I might have misunderstood you, and if I have please forgive me, but basically this is how it works. Homura was a unconfident transfer student who ended up at Madoka's school and hanging around Madoka. They ended up having adventures together and become friends, Homura as someone who confidence didn't come to easy, getting caught up in her enthusiasm and good nature. Then it all goes horribly wrong and Homura is present to see just how messed up the situation gets and uses up her wish to ask to be able to reverse this and save Madoka. She gets the ability to rewind time as until she manages to save her.

At first Homura tries to be nice and fix everything in a normal way, but everytime the problems too great and something goes wrong. As she's forced to repeatedly watch her friends die around her again and again she begins to lose hope and withdraw into herself. She doesn't have the strength left to be nice, she doesn't have the strength left to care about the other people around her, or even about herself. The only thing that's keeping her going is her care for Madoka, and it's the only thing stopping her from becoming a witch.

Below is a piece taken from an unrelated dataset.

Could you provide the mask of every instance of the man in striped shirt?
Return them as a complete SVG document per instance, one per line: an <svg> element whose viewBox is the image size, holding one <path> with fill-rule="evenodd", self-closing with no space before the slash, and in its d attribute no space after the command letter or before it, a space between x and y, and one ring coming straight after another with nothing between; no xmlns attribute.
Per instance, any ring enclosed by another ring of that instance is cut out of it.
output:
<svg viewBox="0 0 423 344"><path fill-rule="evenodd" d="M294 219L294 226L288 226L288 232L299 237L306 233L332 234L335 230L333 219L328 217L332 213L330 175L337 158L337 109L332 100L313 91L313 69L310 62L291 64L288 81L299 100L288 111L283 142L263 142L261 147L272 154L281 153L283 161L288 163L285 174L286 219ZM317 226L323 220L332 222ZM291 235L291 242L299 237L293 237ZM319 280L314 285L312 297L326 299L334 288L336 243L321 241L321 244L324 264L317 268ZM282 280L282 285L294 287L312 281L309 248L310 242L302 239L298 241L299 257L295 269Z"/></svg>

So it wasn't that Madoka was powerful. It was because she was important enough to Homura as a person that Homura was willing to put herself through a hell and do whatever it took to save her, and then as a piece of irony every time she tried she just made the situation worse.
  • mahounekoshoujo
  • 17th Jan 14
I forgive you. I wasn't making myself clear and tried to hide how I really felt about this show. I do think it is trying hard but I like it at the same time- a hate and love thing. I get it now. So Homura's future is intertwined with that of Madoka's and what is making Madoka stronger is Homura's affection. I got it now. Thanks and I'm sure you didn't mean to. I try not to get on people's bad sides. It's just as a writer, an artist, that I can't accept that madoka is popular now when I've been working on something similar for years prior to that show. Sighs...Well thank you for clarifying that and hopefully I'll be able to write better next time I comment on a review. maybe I'll get to work with the creators of this show someday. My story is similar to how Homura struggled to save Madoka and she eventually made the right choice. I should watch this again to see what made that part of it good.
  • mahounekoshoujo
  • 17th Jan 14
I didn't intend on bringing my personal life into the conversation.
  • porschelemans
  • 24th Feb 14
Betterified version.
  • ElectricNova
  • 5th Apr 14
"the self referentialism that has plagued anime"

Oh you fantastic gentleman and scholar
  • porschelemans
  • 6th Apr 14
Updated this review to be a bit less hyperbolic.
  • ElectricNova
  • 7th Apr 14
Art house is not how I'd describe it.
  • porschelemans
  • 7th Apr 14
How would you describe it then?
  • porschelemans
  • 7th Apr 14
Looking at wikipedia, if one exchanges film for television series, the first paragraph of their article on arthouse film prety much describes Madoka.